The Impact of Fake News on Information Literacy
As a librarian and an author, I see the explosion of interest in fake news as both a blessing and a curse. The blessing is that the interest in fake news has created a great opportunity for teaching people to become more information literate. Historically, schools and colleges have treated information literacy as something of an orphan subject, never providing it with the type of permanent administrative home enjoyed by service courses like freshman writing or introductory mathematics.

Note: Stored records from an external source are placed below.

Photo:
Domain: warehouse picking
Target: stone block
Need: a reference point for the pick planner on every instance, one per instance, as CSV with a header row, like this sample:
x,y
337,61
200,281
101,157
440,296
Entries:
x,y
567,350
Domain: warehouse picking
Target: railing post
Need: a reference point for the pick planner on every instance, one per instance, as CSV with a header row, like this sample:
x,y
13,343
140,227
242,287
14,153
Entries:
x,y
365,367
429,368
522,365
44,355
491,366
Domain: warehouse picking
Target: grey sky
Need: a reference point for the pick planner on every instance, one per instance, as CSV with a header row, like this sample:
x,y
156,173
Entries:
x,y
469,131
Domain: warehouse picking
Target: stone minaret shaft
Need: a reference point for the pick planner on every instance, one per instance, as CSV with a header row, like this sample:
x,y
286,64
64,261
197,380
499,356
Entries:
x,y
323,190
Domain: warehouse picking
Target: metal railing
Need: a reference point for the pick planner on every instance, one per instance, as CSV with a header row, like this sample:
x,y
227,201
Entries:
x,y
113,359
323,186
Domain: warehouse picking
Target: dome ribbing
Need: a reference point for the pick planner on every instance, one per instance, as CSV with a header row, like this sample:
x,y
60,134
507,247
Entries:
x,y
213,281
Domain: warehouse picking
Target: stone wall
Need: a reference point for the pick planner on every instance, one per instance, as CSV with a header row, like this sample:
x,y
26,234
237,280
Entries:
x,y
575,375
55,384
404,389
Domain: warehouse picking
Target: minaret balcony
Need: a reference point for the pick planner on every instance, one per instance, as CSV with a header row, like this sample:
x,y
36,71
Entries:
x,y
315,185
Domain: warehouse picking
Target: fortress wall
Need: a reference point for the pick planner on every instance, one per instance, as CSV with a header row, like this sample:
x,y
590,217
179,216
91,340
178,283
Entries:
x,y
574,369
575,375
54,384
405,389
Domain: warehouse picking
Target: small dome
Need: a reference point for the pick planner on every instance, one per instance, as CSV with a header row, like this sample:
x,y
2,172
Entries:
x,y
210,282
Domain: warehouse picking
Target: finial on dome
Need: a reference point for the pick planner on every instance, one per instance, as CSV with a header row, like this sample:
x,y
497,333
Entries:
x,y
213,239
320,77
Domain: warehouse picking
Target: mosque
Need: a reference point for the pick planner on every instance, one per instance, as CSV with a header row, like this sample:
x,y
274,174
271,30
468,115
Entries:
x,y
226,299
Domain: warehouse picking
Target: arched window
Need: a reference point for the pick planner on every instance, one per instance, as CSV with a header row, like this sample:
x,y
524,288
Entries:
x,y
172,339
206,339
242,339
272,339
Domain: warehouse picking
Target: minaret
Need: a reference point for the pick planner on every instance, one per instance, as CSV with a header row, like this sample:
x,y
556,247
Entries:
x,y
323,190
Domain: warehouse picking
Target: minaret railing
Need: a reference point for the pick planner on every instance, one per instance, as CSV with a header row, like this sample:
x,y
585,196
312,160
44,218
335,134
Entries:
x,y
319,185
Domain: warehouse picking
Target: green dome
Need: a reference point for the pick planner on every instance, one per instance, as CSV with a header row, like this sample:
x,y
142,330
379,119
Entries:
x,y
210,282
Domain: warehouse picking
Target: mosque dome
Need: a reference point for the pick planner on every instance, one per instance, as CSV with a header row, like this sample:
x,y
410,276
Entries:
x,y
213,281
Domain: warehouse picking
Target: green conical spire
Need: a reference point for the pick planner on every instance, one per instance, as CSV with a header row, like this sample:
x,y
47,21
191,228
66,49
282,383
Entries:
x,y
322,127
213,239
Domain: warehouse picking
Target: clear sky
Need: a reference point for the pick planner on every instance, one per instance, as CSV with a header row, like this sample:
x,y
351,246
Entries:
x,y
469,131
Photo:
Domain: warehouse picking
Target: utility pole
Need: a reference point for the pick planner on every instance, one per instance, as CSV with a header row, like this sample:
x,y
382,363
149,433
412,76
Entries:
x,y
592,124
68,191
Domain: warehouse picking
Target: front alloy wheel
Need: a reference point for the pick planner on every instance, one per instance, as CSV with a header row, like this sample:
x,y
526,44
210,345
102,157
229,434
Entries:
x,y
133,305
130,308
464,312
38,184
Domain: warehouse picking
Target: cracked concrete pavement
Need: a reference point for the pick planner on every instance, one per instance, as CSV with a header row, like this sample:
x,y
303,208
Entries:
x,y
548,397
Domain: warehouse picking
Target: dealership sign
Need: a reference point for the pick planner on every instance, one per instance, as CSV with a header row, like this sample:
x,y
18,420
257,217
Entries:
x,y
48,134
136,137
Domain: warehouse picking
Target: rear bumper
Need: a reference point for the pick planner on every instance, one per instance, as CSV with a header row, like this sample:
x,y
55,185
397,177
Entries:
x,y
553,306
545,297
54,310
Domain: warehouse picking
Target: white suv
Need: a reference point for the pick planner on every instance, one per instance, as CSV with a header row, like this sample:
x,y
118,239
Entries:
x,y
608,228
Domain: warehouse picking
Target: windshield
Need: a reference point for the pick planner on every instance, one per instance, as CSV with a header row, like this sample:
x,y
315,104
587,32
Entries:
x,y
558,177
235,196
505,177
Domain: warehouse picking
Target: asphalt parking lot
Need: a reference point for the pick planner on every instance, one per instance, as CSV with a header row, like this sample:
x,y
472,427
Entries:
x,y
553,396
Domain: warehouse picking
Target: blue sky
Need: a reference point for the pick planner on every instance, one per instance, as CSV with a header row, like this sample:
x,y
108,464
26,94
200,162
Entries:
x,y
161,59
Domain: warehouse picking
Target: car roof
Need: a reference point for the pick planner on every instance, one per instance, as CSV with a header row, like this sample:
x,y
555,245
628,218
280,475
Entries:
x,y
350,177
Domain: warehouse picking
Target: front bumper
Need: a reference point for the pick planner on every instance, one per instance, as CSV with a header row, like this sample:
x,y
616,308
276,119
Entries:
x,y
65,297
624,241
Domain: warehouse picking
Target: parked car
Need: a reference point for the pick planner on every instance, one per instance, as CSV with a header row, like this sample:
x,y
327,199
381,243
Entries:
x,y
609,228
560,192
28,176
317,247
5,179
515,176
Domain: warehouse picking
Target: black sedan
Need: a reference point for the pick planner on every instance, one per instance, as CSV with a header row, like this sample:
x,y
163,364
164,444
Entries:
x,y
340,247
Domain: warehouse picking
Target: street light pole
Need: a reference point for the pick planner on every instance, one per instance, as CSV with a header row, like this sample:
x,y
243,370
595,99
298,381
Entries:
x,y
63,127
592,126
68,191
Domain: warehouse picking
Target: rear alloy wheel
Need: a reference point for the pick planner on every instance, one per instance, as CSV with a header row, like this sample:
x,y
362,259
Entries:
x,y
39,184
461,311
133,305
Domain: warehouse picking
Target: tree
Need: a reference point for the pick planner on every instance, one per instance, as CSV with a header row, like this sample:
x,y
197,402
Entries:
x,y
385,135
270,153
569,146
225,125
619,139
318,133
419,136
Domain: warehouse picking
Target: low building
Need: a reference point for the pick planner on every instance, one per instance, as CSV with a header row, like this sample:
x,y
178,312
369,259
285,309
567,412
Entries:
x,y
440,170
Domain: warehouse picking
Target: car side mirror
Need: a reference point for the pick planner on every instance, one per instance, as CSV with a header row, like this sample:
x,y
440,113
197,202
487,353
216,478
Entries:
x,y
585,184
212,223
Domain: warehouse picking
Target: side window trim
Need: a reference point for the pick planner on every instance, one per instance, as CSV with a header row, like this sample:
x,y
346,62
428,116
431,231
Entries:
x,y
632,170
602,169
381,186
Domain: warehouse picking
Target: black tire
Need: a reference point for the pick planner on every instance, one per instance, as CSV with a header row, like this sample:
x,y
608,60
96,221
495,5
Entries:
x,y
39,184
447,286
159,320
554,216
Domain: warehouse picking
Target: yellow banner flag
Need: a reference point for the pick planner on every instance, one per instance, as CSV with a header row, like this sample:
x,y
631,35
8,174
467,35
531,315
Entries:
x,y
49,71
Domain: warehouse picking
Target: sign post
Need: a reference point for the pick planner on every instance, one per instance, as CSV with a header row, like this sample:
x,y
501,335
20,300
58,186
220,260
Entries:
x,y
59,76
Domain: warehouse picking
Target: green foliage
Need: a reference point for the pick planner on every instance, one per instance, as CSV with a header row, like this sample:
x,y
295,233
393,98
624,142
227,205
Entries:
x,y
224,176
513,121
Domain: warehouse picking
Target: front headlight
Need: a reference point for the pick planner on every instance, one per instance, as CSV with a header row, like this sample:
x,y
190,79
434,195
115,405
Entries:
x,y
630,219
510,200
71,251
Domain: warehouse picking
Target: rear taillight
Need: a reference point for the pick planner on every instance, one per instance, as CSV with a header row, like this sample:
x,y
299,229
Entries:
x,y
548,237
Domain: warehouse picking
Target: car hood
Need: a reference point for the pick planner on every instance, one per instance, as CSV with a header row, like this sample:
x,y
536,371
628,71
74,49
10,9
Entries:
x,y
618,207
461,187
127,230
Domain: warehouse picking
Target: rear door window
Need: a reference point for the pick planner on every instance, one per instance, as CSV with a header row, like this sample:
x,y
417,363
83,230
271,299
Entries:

As the domain of librarians rather than teaching faculty, full-fledged courses in information literacy have been few; instead, information literacy was something for the librarians to cover during a fifty-minute visit with a freshman writing course full of unmotivated students, most of whom did not understand that what the librarian was yakking about had the potential to improve both their grades and their lives. Since fake news (the topic) started making headlines, however, the situation has improved, with interest in information literacy hitting new highs. Colleges and universities are suddenly offering courses on fake news, including for-credit courses taught by nonlibrarian faculty. Outside of educational institutions, ordinary people are seeking guidance on how to sort out trustworthy information from the torrent of unreliable chatter. Truth is, this book would not exist if the fake news phenomenon had not created a demand that the publisher of this book believes will translate into sales and profits.